Blu-ray Review: ‘Roma’

★★★★☆

A landmark work in the lexicon of 1970s art film, Federico Fellini’s highly venerated opus Roma (1972) arrives in a pristine restoration as part of Eureka’s Masters of Cinema series, giving it the Blu-ray treatment it deserves. Coming after perhaps his most notable works La Dolce Vita (1960) and 8 ½ (1963), and ushering him into the highly impressionistic – and prolific – fugue of seventies Italian cinema, Roma is, like Fellini’s Satyricon (1969) before it, a work of meticulously non-specific memory-cinema and a semi-autobiographical perusal through a Rome in a state of continuous flux.

Something of a distillation of Rome’s past and how it both fed into the present and continued to offer moral and cultural values to be either maintained or quashed, this is a simultaneously searing, stark and frustrating portrait of the director’s home and upbringing, one which forgoes anything resembling a cohesive plot in favour of something far more gleefully scattershot.

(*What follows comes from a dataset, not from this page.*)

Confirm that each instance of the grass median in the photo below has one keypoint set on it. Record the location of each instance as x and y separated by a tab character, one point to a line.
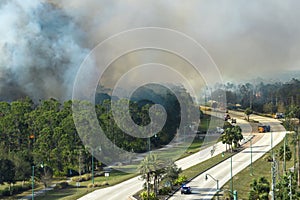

Fellini visually details his youth in a crude city of stifling uncertainty and unforgiving surroundings, cutting back and forth between a series of loosely connected episodes and a move from his native Rimini to Rome as a youth, which allows the film the semblance of an arc. One of many long-takes sees Fellini documenting the ring road (GRA) circling Rome.

Whether set during the wartime lows of the 1930s and early 1940s or depicting a film crew capturing (like Fellini himself) Rome in all its vibrant, colourful splendour, Roma deftly channels what appears to be a time in which the modern continues to impinge upon an ingrained way of life amidst the archaeological landmarks and the rise of the Catholic Church. Though perhaps not his finest work, Roma sees Fellini at his most all-encompassing, serving as something of an opportunity for him to take numerous cinematic excursions, delineate vastly dissimilar backdrops and tones, and ultimately create something of a definitive representation of the city akin to Walter Ruttmann’s exemplary Berlin: Symphony of a Great City (1927).